The Bruckner Ninth
Symphony we have come to know is not what its composer intended
it to be.
The 1903 premiere of the first three movements, needing to establish the validity of an unfinished work, claimed it to be
“complete in three movements,” maintaining that nothing could surpass
the sublimeness of its Adagio. Bruckner was said to have been uncertain about,
or unable to complete, a fourth movement, leaving only “scant sketches,” and
“pathetic relics.”
These are blatant mistruths, unthinkingly
promulgated thousands of times over by musicologists and music critics ever
since. When I came to re-examine the 440 pages(!) of surviving original
manuscripts in Vienna in the late 1980s, it became obvious that Bruckner had
not only extensively sketched a fourth movement, but he had left a definitive
full score that originally extended well into the final section of the
movement. Each element of its complex design had been revised and fine-tuned,
the first third fully orchestrated; even for the coda, extensive sketches
survive dated May 1896—five months before his death.
So Bruckner left the movement very largely complete. However, a number of the
manuscript sheets were taken by autograph hunters after his death. Some have
re-emerged (only in 2003 was a missing page made available in photocopy). But
in most all cases, Bruckner’s preliminary sketches enabled us to reconstruct an
accurate picture of the musical continuity, and the fully orchestrated sections
showed clearly how Bruckner intended it to sound.
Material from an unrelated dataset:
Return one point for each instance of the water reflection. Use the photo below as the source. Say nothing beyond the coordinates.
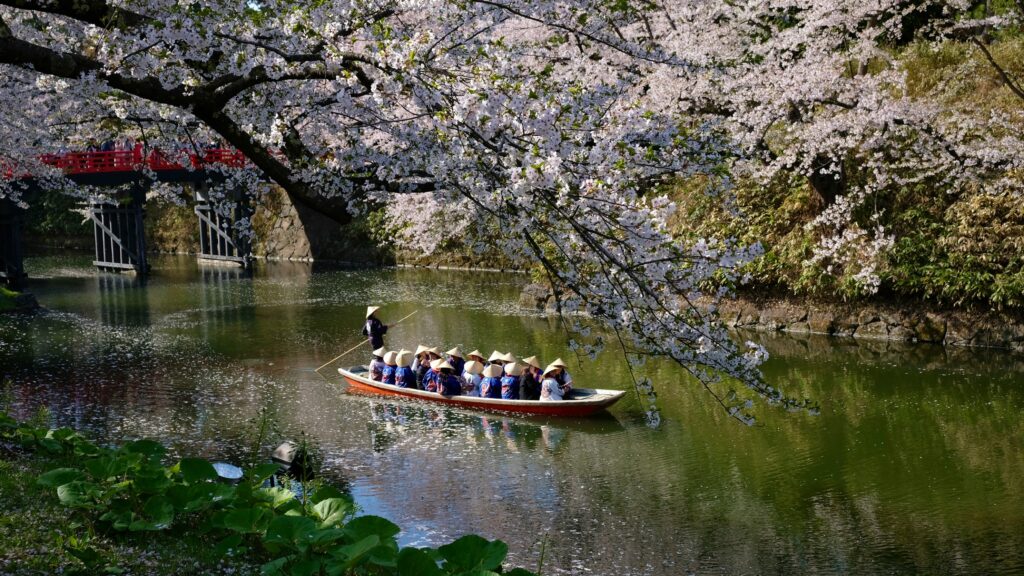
(914, 465)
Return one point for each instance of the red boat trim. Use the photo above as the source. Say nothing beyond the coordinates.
(592, 401)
This research led the authoritative Bruckner Complete Edition to publish a
reconstruction of Bruckner’s score and a facsimile edition of the manuscripts,
and in 1999 brought about the first performance in Vienna of the surviving
torso of the movement under the direction of Nikolaus Harnoncourt. Edited in
collaboration with Italian colleague Nicola Samale, who had begun working on a
reconstruction of the movement with Giuseppe Mazzuca in 1983, and German
colleague Benjamin-Gunnar Cohrs, the present version of the reconstructed
Finale was premiered in Linz, Austria, in 1991. Since then, it has been
exhaustively fine-tuned in multiple revisions, documented in over 50 performances
and CD releases.
Tonight marks the American premiere of the score in what we regard as its
definitive form.
The Finale is no musical curiosity, but an integral
part of the work as its composer intended. Just as Beethoven designed his last
symphony around its choral finale, Bruckner designed his Ninth around this
huge, ultimately triumphant movement, synthesising sonata form, fugue, and
chorale. For the devoutly Catholic Bruckner, the symphony was to be his “homage
to Divine majesty,” an agenda reflected in a number of component themes: awe
and fear before the majesty of God, retrospective and farewell, religious
ecstasy, abasement, judgement, and salvation. The Adagio, his “Farewell to
Life,” traces a gradual process of dissolution that leads us, spellbound, into
the enigmatic music of the Finale, a continual series of harmonic ambiguities,
music in a kind of “plasma state.” The movement can be thought of as a kind of
purgatory, charting the progress of the soul after death, the record of an
encounter with the minatory as well as redemptive force of the Divine. Bruckner
explained that it would end with a “song of praise to the dear Lord,” a
“Hallelujah” borrowed from earlier in the work. And it is with this
“Hallelujah” theme—the first entry of the trumpets in the Adagio—that the Ninth
can so justly and so gloriously now conclude.